Warum baut die Bundesregierung also von Null an ein neues Portal auf und nutzt nicht die bestehenden Portale? Wir sind bei der Digitalisierung im europäischen Vergleich weit abgehängt. Das eRezept haben wir als 18. Land im europäischen Raum eingeführt.
Die elektronische Patientenakte als Meilenstein
Die elektronische Patientenakte dokumentiert ebenfalls Deutschlands Trägheit: Sie soll im Jahr 2025 endlich eingeführt werden. Ein Meilenstein für die moderne Gesundheitsversorgung. Das Projekt wurde bereits 2002 beschlossen und ist immer noch nicht funktionsfähig. Wäre die Investition nicht an dieser Stelle sinnvoller, um eine gute Umsetzung zu gewährleisten und auch hier die Bevölkerung frühzeitig, umfassend und vor allem motivierend darüber zu informieren?
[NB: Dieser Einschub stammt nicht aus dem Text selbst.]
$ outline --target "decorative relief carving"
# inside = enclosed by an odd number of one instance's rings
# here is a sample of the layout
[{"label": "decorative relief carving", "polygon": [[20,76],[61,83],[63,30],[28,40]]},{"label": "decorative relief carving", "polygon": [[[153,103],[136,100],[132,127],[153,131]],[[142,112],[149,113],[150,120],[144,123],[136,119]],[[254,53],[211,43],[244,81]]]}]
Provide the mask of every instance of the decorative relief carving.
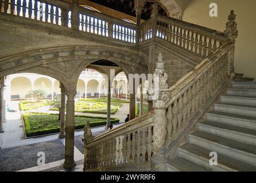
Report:
[{"label": "decorative relief carving", "polygon": [[42,59],[42,55],[37,55],[34,56],[34,58],[36,61],[40,61]]},{"label": "decorative relief carving", "polygon": [[53,55],[53,58],[60,57],[60,53],[59,52],[53,53],[52,54]]},{"label": "decorative relief carving", "polygon": [[23,62],[21,60],[18,60],[14,62],[15,65],[18,65],[23,63]]},{"label": "decorative relief carving", "polygon": [[87,55],[90,55],[91,54],[91,50],[86,50],[86,53]]}]

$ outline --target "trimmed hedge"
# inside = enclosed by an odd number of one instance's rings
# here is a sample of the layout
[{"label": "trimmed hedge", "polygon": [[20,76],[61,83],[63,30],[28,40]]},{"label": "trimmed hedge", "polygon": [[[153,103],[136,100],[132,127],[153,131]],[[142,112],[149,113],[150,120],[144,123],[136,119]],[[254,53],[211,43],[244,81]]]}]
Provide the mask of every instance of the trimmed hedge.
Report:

Um nicht missverstanden zu werden: Aussagekräftige, verständliche und aktuelle Daten, die sich von den bisher veröffentlichten Informationen abheben, würden einen echten Mehrwert schaffen und einen Nutzen der Digitalen Medizin zeigen. Doch ist es wirklich eine gute Idee, mit dem „Krankenhausatlas“ digitale Lösungen mit viel Geld nach vorne zu bringen, die nicht über vorhandene Lösungen auf dem Markt hinausgehen?
Wir sind überzeugt: Das Krankenhaustransparenzgesetz ist ein Mammutprojekt mit ungewisser Erfolgsaussicht, weil derzeit bei allen Beteiligten die Einsicht und Bereitschaft fehlen, engagiert daran mitzuarbeiten.
Unseren Geografie-Lehrerinnen und -Lehrern ist es ihrerzeit gelungen, uns den großen Weltatlas als ein Tor in die große weite Welt zu vermitteln. Genau das muss jetzt auch geschehen. Die Lieferanten der Daten, die Krankenhäuser, die Betreiber bestehender Portale und vor allem die Anwender müssen dafür sorgen, dass die Informationen anwenderfreundlich aufbereitet werden. Denn nichts ist nutzloser als ein gut gemeinter schön anzuschauender Atlas, der in einer dunklen Ecke verstaubt.